Unfortunately, somethings have deadlines (ones with greater financial repercussion) so I cannot take days off completely right now. However, I must take action before it is too late.


This is what I am going to do to allow myself to recharge:

  • Taking half-day off in the office

  • Going on a de-load phase in the workouts (less stress on my body and mind trying to figure out gym schedule while moving)

  • No to social mandates

  • Still follow the meal plan and schedule (VERY IMPORTANT)


Once things calm down, I will re-evaluate what is important to me, and add those responsibilities back into my life.


I foresee my life stabilizing once I move into a new house in 10 days.

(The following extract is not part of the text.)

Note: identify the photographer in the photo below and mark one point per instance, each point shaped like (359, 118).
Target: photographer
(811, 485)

I will also then have a holiday and a weekend to properly recharge because I will not have to worry about where I will stay nor what work I will have to do.

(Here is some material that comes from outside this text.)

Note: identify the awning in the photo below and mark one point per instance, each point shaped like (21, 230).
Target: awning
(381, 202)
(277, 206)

I am grateful how supportive my girlfriend is. She reassures me to make me feel secured about our relationship, and encourages me to take time for myself to sort things out.


I am also grateful for myself coming this far in life. While dealing with all these stressful situations and failures, I look at myself in the mirror and I am just so proud of myself.


Lately I am obsessed with the sentence "build the garden". Here is a more detailed quote from online:


"If you spend your time chasing butterflies, they'll fly away, If you spend your time making a beautiful garden, the butterflies will come to you. And if they don't come, you still have your garden."

And this hit me hard.


I am glad that I focused on building the garden (improving myself - just being a better person than who you were before) versus chasing butterflies (success, respect from others, and etc.) all this time. So even when things do not go the way I envisioned or I do not get the result I wanted, I still have the better me who are stronger, fitter, wiser, and more loving.




Challenge Log


Requirements


No Snacks

No drinks or desserts exceeding weekly limit

No snacks

Water intake

(max 2L)

1.5L

2x Pomodoro flows

(read min. 10 pages)

Interior design & renovation plan

Productive activity

(write a journal or a blog; create a product)

Journalling

Physical activity

(min. 45 minutes)

PULL DAY 1. Cable chin-up 140lb 4x8 2. DB row 60lb 4x8 3A. DB curl 20lb 4x8 3B. DB tri-extension 20lb 4x8 4A. DB pullover 45lb 4x8 4B. DB bench 20lb 4x8 5. Weighted leg raises 12lb 3x6 6. Hanging leg raise + 30s boat hold 5x10

Wildcard

(any 1 of read/produce/exercise above)

(PRODUCE) Prepping for move


Should've/Would've/Could've


-- It's ok. You MUST take a break at this point. You are still far better than who you were before. Taking a break will not set you back. Keep going forward without break WILL.